Whilst animal models allow the direct interrogation of mitochondrial integrity and function, few studies have been published utilising these methods. For instance, consumption of oxygen and extracellular acidification rates can be measured in vivo using the Seahorse XF analyser. This allows the quantification of mitochondrial and cytoplasmic respiratory pathways and has demonstrated alterations in a rat model of chronic migraine [143]. Using dural infusion of an inflammatory soup composed of histamine, serotonin, bradykinin and prostaglandin to induce trigeminal hypersensitivity, the model demonstrated a reduced spare respiratory capacity in trigeminal nucleus caudalis, a major component of the pain processing pathway [143]. Similarly, Clark-style oxygen electrodes able to measure oxygen consumption in mitochondria exhibited a significantly reduced mitochondrial membrane potential (the driving force for ATP synthesis) following CSD [144]. Although these findings mirror 31P-MRS studies indicating reduced mitochondrial energy reserves in migraine patients [17,45], it does not explain increased V/Vmax in these patients [36,46].

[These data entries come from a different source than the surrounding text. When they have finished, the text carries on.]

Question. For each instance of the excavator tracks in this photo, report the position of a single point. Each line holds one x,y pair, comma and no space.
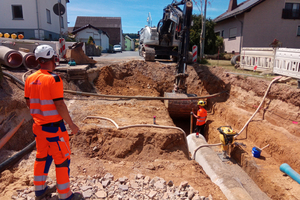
149,54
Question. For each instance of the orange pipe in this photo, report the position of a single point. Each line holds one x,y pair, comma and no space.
7,137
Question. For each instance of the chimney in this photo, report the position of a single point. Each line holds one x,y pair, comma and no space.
232,5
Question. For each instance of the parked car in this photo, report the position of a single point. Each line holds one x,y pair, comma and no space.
117,48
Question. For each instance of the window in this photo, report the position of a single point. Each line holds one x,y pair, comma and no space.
48,16
291,11
220,33
17,12
232,33
61,22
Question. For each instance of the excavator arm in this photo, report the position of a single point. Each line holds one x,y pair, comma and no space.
184,35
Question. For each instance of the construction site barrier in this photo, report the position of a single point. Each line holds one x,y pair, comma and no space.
257,59
287,62
282,61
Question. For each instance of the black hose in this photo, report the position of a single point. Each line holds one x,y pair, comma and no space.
15,158
142,97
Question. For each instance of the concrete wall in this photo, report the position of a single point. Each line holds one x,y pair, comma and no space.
29,24
264,23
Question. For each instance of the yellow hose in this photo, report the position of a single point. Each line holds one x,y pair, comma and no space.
140,125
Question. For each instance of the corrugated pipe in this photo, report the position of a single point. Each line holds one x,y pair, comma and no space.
10,57
29,60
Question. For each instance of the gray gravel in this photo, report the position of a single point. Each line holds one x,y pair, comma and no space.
142,187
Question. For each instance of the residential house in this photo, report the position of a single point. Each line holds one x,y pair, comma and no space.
100,37
257,23
33,18
129,43
111,25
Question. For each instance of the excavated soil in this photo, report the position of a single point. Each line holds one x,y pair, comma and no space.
100,147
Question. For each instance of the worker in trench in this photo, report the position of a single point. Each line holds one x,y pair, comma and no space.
201,118
44,97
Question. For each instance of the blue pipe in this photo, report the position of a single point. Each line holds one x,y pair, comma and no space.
289,171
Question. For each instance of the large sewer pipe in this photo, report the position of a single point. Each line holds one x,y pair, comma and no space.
219,174
29,60
10,57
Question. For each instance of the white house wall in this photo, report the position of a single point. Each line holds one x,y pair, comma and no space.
29,24
84,35
230,45
264,23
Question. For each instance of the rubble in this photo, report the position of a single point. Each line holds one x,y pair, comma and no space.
106,187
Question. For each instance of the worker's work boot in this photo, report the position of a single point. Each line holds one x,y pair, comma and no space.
49,190
77,196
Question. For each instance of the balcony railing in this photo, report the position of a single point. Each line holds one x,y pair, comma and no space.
290,14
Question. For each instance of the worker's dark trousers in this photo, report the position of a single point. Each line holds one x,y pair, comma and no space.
200,129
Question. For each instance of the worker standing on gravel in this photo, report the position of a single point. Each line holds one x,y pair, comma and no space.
44,97
201,118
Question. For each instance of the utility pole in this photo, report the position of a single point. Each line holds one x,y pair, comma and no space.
59,3
202,37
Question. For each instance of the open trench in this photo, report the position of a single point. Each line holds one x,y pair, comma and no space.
275,124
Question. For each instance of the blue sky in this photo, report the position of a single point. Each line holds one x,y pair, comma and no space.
134,13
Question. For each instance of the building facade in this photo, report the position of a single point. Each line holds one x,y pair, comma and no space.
257,23
100,37
111,25
34,19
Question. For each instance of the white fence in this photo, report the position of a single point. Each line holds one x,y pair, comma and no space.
283,61
287,62
258,59
32,44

Furthermore, biochemical investigations have exhibited altered mitochondrial dynamics and biogenesis in trigeminal ganglion neurons following repeated inflammatory soup sensitization in rats [145]. Mitochondria exhibited fragmented structure, reduced DNA copy number, and alterations in mRNA and protein regulatory factors [145]. This disturbance was hypothesised to increase oxidative stress in tissue and potentially decrease the threshold for CSD events. Overall, these studies begin to pinpoint functional deficits in mitochondrial function, which may prove useful as therapeutic targets.

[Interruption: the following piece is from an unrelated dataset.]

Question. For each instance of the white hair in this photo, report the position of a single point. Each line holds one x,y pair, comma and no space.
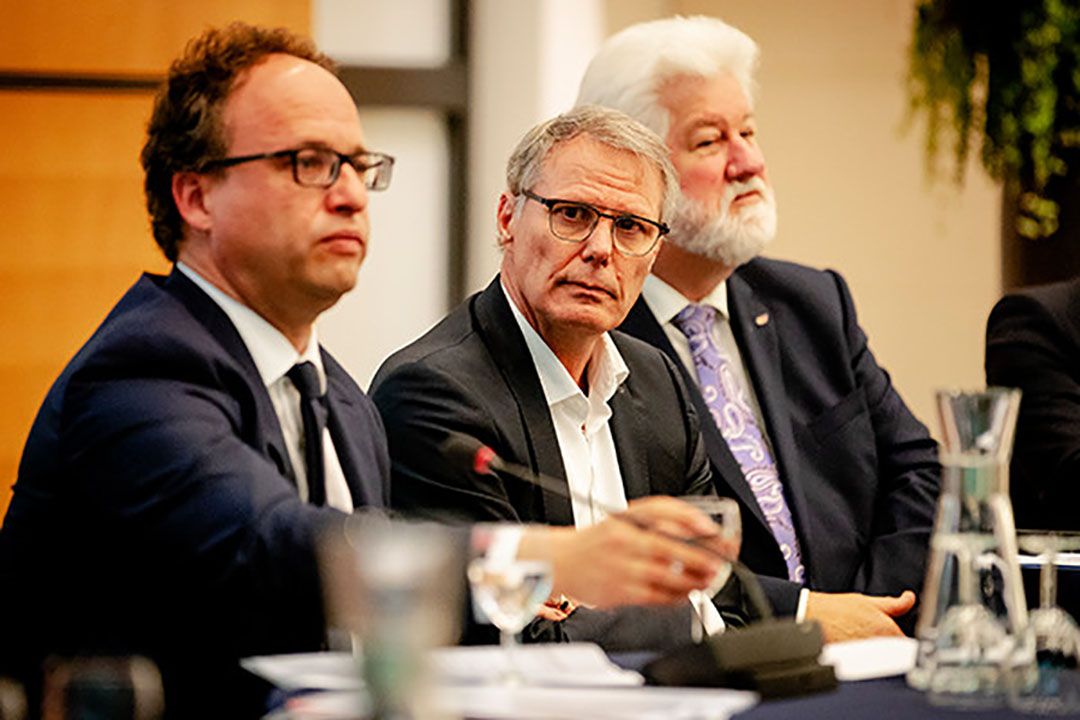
724,236
631,66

3.3. Supplementation of Animals

The use of Mg2+ supplementation in vivo has begun to unveil its role in headache pathology. Mg2+ has a vital function in NMDA receptors, imparting voltage sensitivity by blocking the receptor’s channel at resting membrane potentials and being removed during depolarization to allow Ca2+ influx and the activation of downstream signalling cascades. Trigeminal nerves are activated following direct stimulation of NMDA-receptors, making them important targets in migraine pain [146]. In mouse central neuron populations, the absence of Mg2+ increases the permeability of the receptor to cations [147], which may provide a mechanism for spontaneous CSD activity in rat hippocampal slices in low extracellular Mg2+ [49]. Mg2+ deficiency in headache patients, therefore, may be indicative of central sensitivity and the loss of NMDA-receptor blockade.

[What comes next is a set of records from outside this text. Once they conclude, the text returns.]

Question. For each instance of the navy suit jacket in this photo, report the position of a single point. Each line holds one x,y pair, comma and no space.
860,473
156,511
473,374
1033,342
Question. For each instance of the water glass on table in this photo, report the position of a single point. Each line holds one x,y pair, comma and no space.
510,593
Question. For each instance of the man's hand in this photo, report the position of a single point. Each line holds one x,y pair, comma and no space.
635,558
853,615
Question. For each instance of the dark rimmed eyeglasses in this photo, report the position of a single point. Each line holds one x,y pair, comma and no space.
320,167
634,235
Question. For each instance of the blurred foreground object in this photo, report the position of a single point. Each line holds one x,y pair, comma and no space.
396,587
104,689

Unsurprisingly, these receptors have become an important target for migraine therapeutic development. MK-801 an NMDA-receptor antagonist, has demonstrated the ability to attenuate trigeminal nerve signalling in rats and cats [146,148]. Moreover, it has also demonstrated a role in abolishing CSD when induced in a rat brain [149]. Interestingly MgSO4 treatment was able to significantly reduce the number of CSDs induced when compared to untreated tissue [149]. MgSO4 treatment also increased latency times to anoxic depolarisation following cardiac arrest [149]. In rat brain slices, Mg2+ was able to improve recovery and maintain ATP levels during CSD in anoxic conditions, supporting its role in aiding respiration [150]. The ability of Mg2+ to block synaptic transmission and thereby reduce postsynaptic neuronal activation, lessens the metabolic burden required for homeostasis [150]. Moreover, the ability to perturbate spreading depression in anoxic conditions may be due to the role of Mg2+ in preserving energy mechanisms and ATP levels [149].

4. Conclusions

There is a wealth of clinical data characterising mitochondrial and metabolic dysfunction in migraine patients, similar to that of mitochondrial cytopathies [48]. Further in vivo investigation of these deficits demonstrates altered threshold for headache generating mechanisms including CSD. However, reproducibly pinpointing the exact deficits has been difficult to achieve both clinically and in vivo, which may contribute toward the mixed successes of nutraceutical trials. Understanding the metabolic deficiencies which increase susceptibility to CSD events may offer an approach to therapeutically recover mitochondrial energetic depletion, protect those susceptible to permanent tissue damage, and improve clinical phenotype.